Monday, October 11, 2010
Nana passed away early this evening surrounded throughout the day, and the last months, by her family. The cancer took over her entire body.
It seems much to early to be the end of her life. She was a young grandma. She had 5 children by the time she was 22. I was born when she was only 36. It seems crazy to think of myself being a grandma now, at this age.
She was an unconventional, but loving grandma. She was always reading when I was young, and I remember that the first book she gave me as a kid (at least that I remember) was Dr. Wayne Dyer's Your Erroneous Zones. I think I read it twice, and I had to have been about 12-years-old. The biggest thing it helped me with growing up as a born-again Christian was guilt. I recently saw it and read it again.
There were so many things like that with her - quiet nudges to prevent us from living painful lives.
She was always beautiful and very smart. I remember hearing my sister Andee's boyfriend, who is in his twenties, remark recently that she was a "damned sexy lady." It was always like that with her.
She taught me a lot about owning my own sexuality as a woman, and never letting society's double standards take hold over me. There was never any nonsense with her, about anything. She never beat around the bush, and I appreciated that about her. That being said, she did not have an unkind bone in her body. I never saw her do anything malicious or mean. If she didn't like something or someone, she was direct about it.
She didn't just praise you just because you were hers - if she did give praise it was sincere and measured. I started making my own body-oils a few years ago, and made a special batch for her for Mother's Day last year. She asked me about the ingredients and such and then just said, "Humph!". A week later she called to tell me that she had put mine on one arm and hers on the other for a week to test which one was really better. She asked her manicurist and a few other people. She was very excited and proud to tell me mine really was better!
What I will miss most about Nana is to be able to call her with any cooking question. Neither one of us liked to talk on the phone, but that was one thing we really connected on. She knew the answer to everything. She saved many recipes for me.
A few months ago, I had sat out in the sun for too long and then proceeded to try to make 2 new (and very complicated) appetizers for my friend Bill's birthday party. I was so ditsy she asked me, Are you drunk? We laughed for a good long time about that and I told her that I had not only sat out too long but then proceeded to cut up and empty out 20 jalapeno peppers with my bare hands and every part of me seemed to be on fire. She always had the answer for everything - and both recipes turned out great.
She was never very emotional or a smothering grandma, but she always made sure you knew how much she loved you. The last months we were together, we almost always sat out on her back deck, until the very end. She always hugged me and told me she really loved me. She and my uncle were almost always laughing, even when things were pretty bad for her.
She often surprised me with her thoughtfulness, whether it was calling to check on how a recipe had turned out or worrying about our dog getting trimmed after she became ill.
She loved all of her children so very much, and that was really what stuck out to me the most in our last visits together. She was always so concerned about everyone else. When I showed her a wig I had worn at a recent party, she told me she had a perfect bag to go with it and told me to go and get it so I could use it for my Halloween costume.

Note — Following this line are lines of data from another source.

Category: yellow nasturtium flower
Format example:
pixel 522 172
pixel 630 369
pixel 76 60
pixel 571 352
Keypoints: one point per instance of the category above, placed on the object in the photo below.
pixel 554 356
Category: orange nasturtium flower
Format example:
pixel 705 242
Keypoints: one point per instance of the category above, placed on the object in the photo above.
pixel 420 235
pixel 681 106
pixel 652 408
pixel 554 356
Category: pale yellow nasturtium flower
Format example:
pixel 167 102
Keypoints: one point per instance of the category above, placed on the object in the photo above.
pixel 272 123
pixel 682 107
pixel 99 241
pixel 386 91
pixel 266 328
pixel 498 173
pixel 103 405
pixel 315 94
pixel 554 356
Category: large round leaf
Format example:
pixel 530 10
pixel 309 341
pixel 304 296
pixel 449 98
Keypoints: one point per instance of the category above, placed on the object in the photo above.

She, like my other grandparents, always came to all my parties I threw throughout my 20's and 30's - and there were some crazy ones! She would always join right in and drink whatever we were drinking.
She taught me a lot about taking care of myself and getting lots of exercise. She was moderate in everything and so self-sufficient. She believed you had to find your own happiness, and she found hers just being at home, whether cooking or working in her beautiful yard. She was steadfastly not religious and I do not believe she ever feared death. The last few days she talked about going to a better place to be with her brother. She never doubted her right to exist in heaven, and neither did I.
We talked many, many times about my marriage and my life. There were a lot of things we related very well on there. She never told me what to do, but her own life served as an answer for me on many things. In many ways, she had a hard life. But she always seemed content. I will miss her so very much.
I have always felt, when times were hard, that at least I had my family, who is so very dear to me. My grandparents in particular have always been a rock for me. Although Nano and Pappa are gone now, I often forget that they are not here. I still feel them very much around me and inside me, and they still buoy me when I would otherwise sink.
I hope that, in time, I will feel this way about Nana too. For now, there is just emptiness and great sadness.
It seems fitting to end with this quote from the book she gave me 23 years ago. It was something that I completely forgot and that I hope to finally learn. She seemed to know it so well.
"If the world were so organized that everything had to be fair, no living creature could survive for a day. The birds would be forbidden to eat worms, and everyone's self interest would have to be served."
I hope Nana is happy and at peace, hopefully eating well in a beautiful garden.